Congress’ Budget Week in Review – See How Your Members of Congress Voted!

With only one week left until their annual two-week recess for Easter and Passover, Congress had a lot of work to do. Both the House and Senate passed a budget resolution, voted on tons of amendments, and the House passed a huge health care bill. Here are some of the highlights from this crazy week on the Hill.

House Budget
The House voted Wednesday on its budget plan (H.Con.Res 27), which passed narrowly, 219-208, with 26 Republicans voting against. Although the budget contained a number of excellent policies, fiscal conservatives were dismayed by the leadership’s use of “emergency” war funds to boost defense spending without accounting for the new money elsewhere.

The House also voted on a number of alternate budget plans, including the Republican Study Committee’s budget (which received 132 GOP votes), and the horrendous Progressive Caucus budget (which could only muster 96 Democrat supporters).

Senate Budget and Vote-a-Rama
The Senate voted on its own budget (S.Con.Res. 11) late Thursday night (or early Friday morning). The Senate allows for a fairly open amendment process to its budget resolution, and over 500 amendments were submitted. Because the rules governing the relevance of amendments are looser for the budget than for other Senate bills, every senator uses the budget as the opportunity to submit amendments on nearly any issue they want to see come to the floor.

Of the amendments that were offered, nearly 60 were brought up for an actual roll call vote, most during a marathon session called the “vote-a-rama” that ran for over 14 hours of solid debate and votes. Unfortunately, many of the best amendments weren’t voted on, but there were still some highlights:

  • A Vitter amendment to allow states to opt out of Common Core standards without losing federal money passed, 54-46.
  • Another Vitter amendment to make Congress only receive the same subsidies under ObamaCare as their constituents passed, 52-46
  • A Thune amendment to completely repeal the estate tax (the “death tax”) passed, 54-46
  • A Blunt amendment to prevent Congress from ever passing a carbon tax passed, 58-42
  • A Lee amendment to prevent Congress from using budget reconciliation language to pass an increase in the debt ceiling passed, 54-44

Importantly, however, these amendments do not have any actual force of law by themselves – the budget resolution is only a guidelines document.

FreedomWorks graded the major budget plans on our annual Budget Scorecard, which you can see HERE. Though both the House and Senate budgets have some major faults, it is worth noting that if both chambers pass a unified budget resolution after the recess, it would be the first time since 2009 that Congress has fulfilled this fundamental task.

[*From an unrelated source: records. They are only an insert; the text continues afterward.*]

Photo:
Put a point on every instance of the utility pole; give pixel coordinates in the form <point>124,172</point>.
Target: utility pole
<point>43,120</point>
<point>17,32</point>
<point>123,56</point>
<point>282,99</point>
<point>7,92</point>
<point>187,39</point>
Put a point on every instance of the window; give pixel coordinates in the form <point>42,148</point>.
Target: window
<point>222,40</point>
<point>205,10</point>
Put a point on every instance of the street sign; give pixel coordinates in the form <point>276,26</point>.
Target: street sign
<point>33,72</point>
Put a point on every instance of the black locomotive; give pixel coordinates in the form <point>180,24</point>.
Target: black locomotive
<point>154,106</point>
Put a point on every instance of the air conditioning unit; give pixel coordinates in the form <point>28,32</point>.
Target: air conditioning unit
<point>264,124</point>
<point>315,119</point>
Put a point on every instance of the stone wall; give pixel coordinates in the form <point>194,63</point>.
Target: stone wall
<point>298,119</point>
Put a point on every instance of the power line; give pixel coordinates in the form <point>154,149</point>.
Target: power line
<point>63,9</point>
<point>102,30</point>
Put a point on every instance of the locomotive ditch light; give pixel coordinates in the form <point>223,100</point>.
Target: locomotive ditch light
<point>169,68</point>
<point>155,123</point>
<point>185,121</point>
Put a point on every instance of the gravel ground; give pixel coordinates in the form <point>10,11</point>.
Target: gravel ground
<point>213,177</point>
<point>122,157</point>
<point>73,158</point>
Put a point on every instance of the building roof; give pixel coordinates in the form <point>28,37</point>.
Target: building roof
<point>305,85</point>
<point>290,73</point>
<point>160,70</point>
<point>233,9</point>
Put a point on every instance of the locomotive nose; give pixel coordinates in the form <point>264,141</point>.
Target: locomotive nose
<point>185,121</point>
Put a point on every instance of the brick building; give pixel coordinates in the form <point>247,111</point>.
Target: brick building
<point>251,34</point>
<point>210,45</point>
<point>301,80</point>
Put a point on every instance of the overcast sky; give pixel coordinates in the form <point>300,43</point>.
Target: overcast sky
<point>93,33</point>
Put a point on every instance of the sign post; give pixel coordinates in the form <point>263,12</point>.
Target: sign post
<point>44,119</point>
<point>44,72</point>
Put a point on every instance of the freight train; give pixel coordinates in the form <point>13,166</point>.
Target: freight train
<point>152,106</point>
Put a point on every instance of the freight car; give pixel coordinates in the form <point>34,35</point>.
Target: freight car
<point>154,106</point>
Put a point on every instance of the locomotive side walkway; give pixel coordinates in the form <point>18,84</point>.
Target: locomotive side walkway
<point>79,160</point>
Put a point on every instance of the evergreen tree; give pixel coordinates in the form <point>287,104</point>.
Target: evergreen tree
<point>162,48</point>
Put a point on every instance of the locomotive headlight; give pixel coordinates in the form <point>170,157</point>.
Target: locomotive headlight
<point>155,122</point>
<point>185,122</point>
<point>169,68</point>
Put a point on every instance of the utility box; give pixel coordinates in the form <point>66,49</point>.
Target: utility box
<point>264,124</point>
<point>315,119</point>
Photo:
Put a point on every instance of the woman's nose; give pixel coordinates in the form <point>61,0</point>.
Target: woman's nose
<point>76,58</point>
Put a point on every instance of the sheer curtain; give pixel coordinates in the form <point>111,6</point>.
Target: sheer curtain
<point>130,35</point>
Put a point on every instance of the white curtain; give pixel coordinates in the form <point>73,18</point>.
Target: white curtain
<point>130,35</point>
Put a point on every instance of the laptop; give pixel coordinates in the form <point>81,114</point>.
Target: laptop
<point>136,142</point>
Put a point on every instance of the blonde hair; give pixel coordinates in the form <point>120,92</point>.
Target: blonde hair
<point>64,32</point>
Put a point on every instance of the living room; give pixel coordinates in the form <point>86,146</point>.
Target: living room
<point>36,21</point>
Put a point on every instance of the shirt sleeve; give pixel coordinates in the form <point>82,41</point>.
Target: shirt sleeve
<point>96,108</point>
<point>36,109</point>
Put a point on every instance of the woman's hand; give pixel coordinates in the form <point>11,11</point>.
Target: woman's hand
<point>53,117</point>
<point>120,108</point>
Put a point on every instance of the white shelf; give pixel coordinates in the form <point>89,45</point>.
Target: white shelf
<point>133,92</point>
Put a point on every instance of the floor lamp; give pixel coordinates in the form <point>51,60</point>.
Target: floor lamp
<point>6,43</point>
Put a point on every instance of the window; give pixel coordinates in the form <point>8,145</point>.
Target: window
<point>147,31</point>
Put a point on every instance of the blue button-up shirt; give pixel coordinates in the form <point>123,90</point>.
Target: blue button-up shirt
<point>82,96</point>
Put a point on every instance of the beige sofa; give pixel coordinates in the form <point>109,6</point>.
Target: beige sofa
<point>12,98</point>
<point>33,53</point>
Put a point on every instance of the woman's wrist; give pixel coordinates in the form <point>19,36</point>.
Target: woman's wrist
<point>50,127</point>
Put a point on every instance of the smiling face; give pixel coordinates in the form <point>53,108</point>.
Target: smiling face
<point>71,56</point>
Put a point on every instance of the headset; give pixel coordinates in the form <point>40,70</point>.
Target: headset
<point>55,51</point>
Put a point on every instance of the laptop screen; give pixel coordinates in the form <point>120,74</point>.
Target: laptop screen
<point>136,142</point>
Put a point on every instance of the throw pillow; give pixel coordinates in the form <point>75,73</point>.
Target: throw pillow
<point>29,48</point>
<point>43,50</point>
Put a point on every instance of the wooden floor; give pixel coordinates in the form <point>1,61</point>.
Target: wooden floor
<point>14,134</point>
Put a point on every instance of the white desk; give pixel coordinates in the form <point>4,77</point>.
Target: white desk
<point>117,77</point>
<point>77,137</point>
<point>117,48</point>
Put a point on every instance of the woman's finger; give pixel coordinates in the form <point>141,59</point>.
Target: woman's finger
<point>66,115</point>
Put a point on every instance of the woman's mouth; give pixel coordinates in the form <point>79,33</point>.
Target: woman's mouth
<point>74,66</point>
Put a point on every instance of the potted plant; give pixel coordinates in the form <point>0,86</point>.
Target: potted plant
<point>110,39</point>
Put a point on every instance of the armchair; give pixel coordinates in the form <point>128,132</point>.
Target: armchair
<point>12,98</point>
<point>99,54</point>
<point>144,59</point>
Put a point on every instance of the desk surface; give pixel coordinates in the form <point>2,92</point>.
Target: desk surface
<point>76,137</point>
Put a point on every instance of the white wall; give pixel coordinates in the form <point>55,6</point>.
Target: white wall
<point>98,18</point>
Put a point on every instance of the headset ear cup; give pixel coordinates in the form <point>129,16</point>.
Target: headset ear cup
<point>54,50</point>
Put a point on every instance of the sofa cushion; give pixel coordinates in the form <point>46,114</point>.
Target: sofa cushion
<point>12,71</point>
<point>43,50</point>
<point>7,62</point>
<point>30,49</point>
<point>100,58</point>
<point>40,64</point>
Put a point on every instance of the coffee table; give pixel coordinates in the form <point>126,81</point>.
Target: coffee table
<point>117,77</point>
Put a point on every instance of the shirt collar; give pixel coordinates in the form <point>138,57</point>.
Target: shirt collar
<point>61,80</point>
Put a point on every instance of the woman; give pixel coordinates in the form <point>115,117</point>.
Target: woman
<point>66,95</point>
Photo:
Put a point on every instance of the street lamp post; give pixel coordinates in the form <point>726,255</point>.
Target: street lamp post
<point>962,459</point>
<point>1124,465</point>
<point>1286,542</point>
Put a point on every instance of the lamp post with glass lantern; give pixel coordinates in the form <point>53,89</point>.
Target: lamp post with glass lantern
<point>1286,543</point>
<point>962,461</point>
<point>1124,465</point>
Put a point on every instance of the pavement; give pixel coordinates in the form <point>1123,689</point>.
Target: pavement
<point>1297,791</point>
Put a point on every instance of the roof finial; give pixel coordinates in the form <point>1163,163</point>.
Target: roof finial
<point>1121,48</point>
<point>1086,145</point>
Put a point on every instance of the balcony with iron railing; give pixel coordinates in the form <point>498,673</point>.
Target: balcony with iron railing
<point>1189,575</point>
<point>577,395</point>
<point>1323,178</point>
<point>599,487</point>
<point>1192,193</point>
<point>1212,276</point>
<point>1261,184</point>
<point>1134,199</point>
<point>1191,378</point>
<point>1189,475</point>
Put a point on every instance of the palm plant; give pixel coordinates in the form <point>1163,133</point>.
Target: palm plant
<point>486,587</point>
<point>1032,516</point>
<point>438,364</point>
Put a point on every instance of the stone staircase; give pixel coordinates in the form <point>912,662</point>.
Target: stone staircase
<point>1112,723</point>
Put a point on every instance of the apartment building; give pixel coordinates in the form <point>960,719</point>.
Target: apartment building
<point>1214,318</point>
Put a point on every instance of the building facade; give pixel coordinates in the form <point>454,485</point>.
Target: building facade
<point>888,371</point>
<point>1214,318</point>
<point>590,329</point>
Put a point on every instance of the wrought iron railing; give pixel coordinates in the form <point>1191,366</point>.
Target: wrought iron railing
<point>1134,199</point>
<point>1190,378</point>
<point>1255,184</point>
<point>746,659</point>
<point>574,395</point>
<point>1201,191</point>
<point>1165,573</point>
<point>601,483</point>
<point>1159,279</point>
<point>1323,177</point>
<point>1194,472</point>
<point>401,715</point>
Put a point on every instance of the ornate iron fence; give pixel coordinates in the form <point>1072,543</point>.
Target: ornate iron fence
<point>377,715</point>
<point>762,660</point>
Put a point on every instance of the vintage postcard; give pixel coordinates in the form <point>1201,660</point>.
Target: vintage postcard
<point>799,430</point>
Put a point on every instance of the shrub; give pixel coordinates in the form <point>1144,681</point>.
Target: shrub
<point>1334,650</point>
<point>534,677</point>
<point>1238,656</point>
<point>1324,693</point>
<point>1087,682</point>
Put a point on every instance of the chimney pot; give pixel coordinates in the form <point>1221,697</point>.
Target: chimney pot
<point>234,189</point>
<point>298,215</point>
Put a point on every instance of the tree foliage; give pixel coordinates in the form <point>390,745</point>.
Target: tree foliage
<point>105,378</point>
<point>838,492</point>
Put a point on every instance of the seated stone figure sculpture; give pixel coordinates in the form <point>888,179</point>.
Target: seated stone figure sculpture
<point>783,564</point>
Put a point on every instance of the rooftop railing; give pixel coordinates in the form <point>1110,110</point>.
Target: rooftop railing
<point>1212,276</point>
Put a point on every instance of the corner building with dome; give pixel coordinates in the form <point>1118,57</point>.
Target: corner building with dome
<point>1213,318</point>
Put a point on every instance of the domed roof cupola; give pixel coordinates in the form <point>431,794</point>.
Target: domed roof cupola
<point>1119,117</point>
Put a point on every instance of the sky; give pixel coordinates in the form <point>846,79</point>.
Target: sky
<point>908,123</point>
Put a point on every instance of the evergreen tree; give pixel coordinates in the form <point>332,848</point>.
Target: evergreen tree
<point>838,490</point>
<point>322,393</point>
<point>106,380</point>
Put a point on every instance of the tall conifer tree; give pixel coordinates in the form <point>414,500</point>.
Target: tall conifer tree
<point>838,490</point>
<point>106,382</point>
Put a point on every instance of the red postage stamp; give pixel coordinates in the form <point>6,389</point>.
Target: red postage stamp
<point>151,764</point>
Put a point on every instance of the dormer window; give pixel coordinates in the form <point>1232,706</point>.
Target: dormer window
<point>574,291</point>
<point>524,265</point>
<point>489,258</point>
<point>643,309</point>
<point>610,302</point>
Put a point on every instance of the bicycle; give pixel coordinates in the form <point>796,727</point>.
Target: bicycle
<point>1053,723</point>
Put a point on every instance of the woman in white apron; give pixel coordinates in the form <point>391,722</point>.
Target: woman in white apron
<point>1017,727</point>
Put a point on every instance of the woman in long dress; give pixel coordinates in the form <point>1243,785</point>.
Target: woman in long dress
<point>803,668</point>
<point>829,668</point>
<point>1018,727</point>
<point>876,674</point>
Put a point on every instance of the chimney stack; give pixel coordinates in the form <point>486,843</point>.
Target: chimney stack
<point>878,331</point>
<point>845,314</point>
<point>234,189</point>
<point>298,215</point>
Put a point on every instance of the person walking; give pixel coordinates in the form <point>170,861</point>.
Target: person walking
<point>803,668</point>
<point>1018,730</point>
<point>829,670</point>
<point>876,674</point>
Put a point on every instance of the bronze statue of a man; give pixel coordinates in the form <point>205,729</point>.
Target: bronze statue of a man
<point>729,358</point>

The “Doc Fix” Breaks the Budget
One day after passing its plan to balance the budget, the House proceeded to pass a health care bill that actually adds to our budget deficit. Congress needed to pass a “doc fix” to prevent doctors from taking a massive cut in Medicare reimbursements on April 1st, but they also needed to pay for the fix by finding savings elsewhere in the budget. Instead, the $200 billion cost of the bill was only offset by about $70 billion in savings, with a promise that some minor tweaks to Medicare would make up for the rest at some undefined time in the future. The bill also reauthorized the CHIP program – the government’s single-payer health care entitlement program for low-income children.

FreedomWorks issued a key vote alert against this bill, which you can read HERE. Knowing that many fiscal conservatives could not easily support such a deal, House leadership went to the Democrats for support, and the bill passed handily, 392-37.

The Senate will have to deal with the doc fix bill as soon as they get back from their recess.